L'enquête est relancée en 2010 par un signalement de Tracfin, la cellule anti-blanchiment, sur des flux financiers suspects. Le Canard Enchaîné révèle en décembre 2012 qu'une somme de 1,7 millions d'euros serait passé par le Liban.

Nous avons rencontré Mamadou, 32 ans, un ancien des Tarterêts. En octobre 2010, il avait déjà témoigné dans Libération avoir touché 100 000 euros pour rabattre des électeurs vers les urnes, en 2009. Il nous affirme aujourd'hui qu'il a reçu davantage, en 2011, pour les élections de 2010. Le mode opératoire a changé. En 2010, Mamadou aurait reçu un virement en Belgique, et du liquide. En juillet 2011, il affirme s'être rendu au Liban, sur les indications de Dassault. A Beyrouth, un intermédiaire lui aurait remis quatre chèques de banque, de la Société générale au Liban, qu'il a déposé sur place dans une autre banque peu regardante. Mamadou a gardé des documents bancaires, qui ne permettent pas de remonter jusqu'à Serge Dassault, mais qui pourraient offrir une piste aux enquêteurs.

Mamadou a été entendu cet été suite à une plainte de deux enfants de Serge Dassault, notamment pour extorsion de fonds (Il reconnait avoir laissé des messages téléphoniques pour réclamer de l'argent). Pourquoi aurait-il été payé? Pour son "travail" de "militant", ce sont ses mots :  

" Il y a plusieurs groupes aux Tarterêts. Dans mon équipe on était huit. Le soir de l'élection, on se pointe devant l'école, et si on voit quelqu'un qu'on connait on lui dit: tu vas voter ? Vote pour Dassault. Après, nous, on n'est pas dans l'isoloir, est-ce qu'il a voté Dassault, c'est son secret à lui. On a fait un travail efficace. C'est des places très dures à avoir, j'ai eu de la chance. "

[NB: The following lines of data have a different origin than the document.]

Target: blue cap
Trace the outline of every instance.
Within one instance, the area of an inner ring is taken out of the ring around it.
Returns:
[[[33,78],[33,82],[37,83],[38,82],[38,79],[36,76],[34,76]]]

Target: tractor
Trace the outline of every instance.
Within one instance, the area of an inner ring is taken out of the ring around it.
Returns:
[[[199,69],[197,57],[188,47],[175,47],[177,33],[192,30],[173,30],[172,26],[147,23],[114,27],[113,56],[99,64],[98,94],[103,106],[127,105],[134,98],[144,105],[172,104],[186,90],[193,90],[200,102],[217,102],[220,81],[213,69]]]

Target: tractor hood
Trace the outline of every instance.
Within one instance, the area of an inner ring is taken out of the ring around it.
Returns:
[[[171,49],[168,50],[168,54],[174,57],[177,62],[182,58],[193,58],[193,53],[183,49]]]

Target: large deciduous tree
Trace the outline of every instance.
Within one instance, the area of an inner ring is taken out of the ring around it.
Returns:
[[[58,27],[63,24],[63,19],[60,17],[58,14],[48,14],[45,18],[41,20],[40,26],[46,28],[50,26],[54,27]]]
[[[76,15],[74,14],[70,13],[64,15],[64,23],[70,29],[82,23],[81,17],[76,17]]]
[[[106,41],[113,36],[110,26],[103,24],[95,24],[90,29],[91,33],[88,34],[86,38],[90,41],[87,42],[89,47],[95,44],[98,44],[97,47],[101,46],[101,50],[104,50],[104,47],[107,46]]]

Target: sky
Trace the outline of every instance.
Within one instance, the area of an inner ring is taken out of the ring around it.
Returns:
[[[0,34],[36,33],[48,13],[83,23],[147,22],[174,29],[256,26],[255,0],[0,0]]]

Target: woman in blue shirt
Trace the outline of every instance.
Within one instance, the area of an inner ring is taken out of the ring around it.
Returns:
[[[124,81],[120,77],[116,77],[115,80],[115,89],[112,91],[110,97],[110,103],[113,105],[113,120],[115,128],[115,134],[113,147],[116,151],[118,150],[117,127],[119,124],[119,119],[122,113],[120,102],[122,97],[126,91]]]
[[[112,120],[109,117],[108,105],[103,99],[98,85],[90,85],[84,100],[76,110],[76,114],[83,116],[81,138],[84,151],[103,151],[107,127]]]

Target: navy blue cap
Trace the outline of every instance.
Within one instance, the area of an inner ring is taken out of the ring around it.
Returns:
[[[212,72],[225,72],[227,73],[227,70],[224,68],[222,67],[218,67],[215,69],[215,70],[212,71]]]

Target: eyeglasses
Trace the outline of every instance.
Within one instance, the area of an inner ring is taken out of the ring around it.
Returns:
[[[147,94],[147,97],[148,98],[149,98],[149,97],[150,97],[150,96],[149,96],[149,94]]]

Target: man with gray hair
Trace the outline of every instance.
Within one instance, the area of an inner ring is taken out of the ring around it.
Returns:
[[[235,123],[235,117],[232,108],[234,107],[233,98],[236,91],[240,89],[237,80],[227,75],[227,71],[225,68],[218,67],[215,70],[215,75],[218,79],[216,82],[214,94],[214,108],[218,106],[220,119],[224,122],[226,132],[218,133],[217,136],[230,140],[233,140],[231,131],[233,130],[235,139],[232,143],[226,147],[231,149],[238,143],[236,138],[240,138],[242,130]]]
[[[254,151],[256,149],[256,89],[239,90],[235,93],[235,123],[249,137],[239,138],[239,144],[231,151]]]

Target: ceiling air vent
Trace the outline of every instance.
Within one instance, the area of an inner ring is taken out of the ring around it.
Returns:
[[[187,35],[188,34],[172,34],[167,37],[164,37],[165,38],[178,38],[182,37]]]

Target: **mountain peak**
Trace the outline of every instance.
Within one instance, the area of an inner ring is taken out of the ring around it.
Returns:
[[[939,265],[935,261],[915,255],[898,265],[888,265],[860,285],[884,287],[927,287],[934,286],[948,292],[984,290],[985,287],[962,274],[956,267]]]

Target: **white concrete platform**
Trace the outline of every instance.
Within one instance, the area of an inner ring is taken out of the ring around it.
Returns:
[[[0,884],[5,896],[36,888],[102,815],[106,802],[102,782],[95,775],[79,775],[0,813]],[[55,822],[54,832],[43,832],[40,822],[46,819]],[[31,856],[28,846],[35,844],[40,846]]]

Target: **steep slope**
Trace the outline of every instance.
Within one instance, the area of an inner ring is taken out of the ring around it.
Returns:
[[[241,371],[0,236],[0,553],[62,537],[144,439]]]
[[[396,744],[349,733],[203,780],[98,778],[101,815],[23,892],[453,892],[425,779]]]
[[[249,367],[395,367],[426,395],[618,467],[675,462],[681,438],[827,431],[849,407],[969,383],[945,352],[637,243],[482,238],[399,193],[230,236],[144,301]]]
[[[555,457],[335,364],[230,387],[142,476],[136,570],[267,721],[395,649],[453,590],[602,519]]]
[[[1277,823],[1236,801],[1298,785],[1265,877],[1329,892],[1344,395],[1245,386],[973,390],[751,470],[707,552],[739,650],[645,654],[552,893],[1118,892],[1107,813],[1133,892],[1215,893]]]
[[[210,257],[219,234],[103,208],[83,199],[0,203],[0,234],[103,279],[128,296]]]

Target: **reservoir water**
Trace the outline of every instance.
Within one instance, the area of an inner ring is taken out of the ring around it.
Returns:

Il reconnait qu'il a un pass judiciaire mais là dit-il, "vous gagnez de l'argent sans faire de mal à personne".

Pourtant le sang a coulé au début de l'année à Corbeil. Deux blessés par balle: en janvier, Rachid Toumi, qui témoigne ensuite dans le Parisien : "l'argent de Dassault a tout pourri. (...) on est en train de s'entretuer". Le climat n'a jamais été aussi tendu estime Bruno Pirioux, opposant communiste :

" Il y a un avant et un après les coups de feu dans une ville. Ce qui est détestable c'est que ce sont des individus qui ont été copains de jeunesse, dont les familles se connaissent, qui en arrivent à se tirer dessus, pour l'argent a priori distillé par Serge Dassault."

En février un deuxième homme est visé, devant témoin, par une figure connue, qui a travaillé pour la mairie. Encore handicapée aujourd'hui, la victime est l'un des auteurs de l'enregistrement clandestin dont Mediapart a publié des extraits, et dans lequel Serge Dassault reconnait avoir donné de l'argent. Ce nouvel élément ne semble pas ébranler Jean-Pierre Bechter, qui nous répond à la sortie conseil municipal :

" Cela ne change strictement rien. Ce qui change à Corbeil aujourd'hui c'est qu'on ouvre une maison pour handicapés de la fondation Serge Dassault, le reste ne change pas. J'ai huit cents voix d'avance en 2010, comment on achète huit cents voix ? Mon élection n'a jamais été contestée."


Selon le communiqué de ses avocats, "Serge Dassault confirme avoir été l'objet, depuis plusieurs années, de demandes pressantes de remises d'argent par divers individus qui avaient été informés de sa générosité en faveur des actions philanthropiques [...]. Afin de mettre un terme à ces exigences, parfois très insistantes, Serge Dassault avait pris pour parti de répondre systématiquement qu'il ne donnerait plus d'argent à qui que ce soit".

Jean-Pierre Bechter a été brièvement placé en garde à vue cet été dans l'enquête sur les fusillades. Le sénat a refusé la levée de l'immunité parlementaire de Serge Dassault, qui sera entendu le 2 octobre, par les juges d'instruction d'Evry, comme témoin assisté.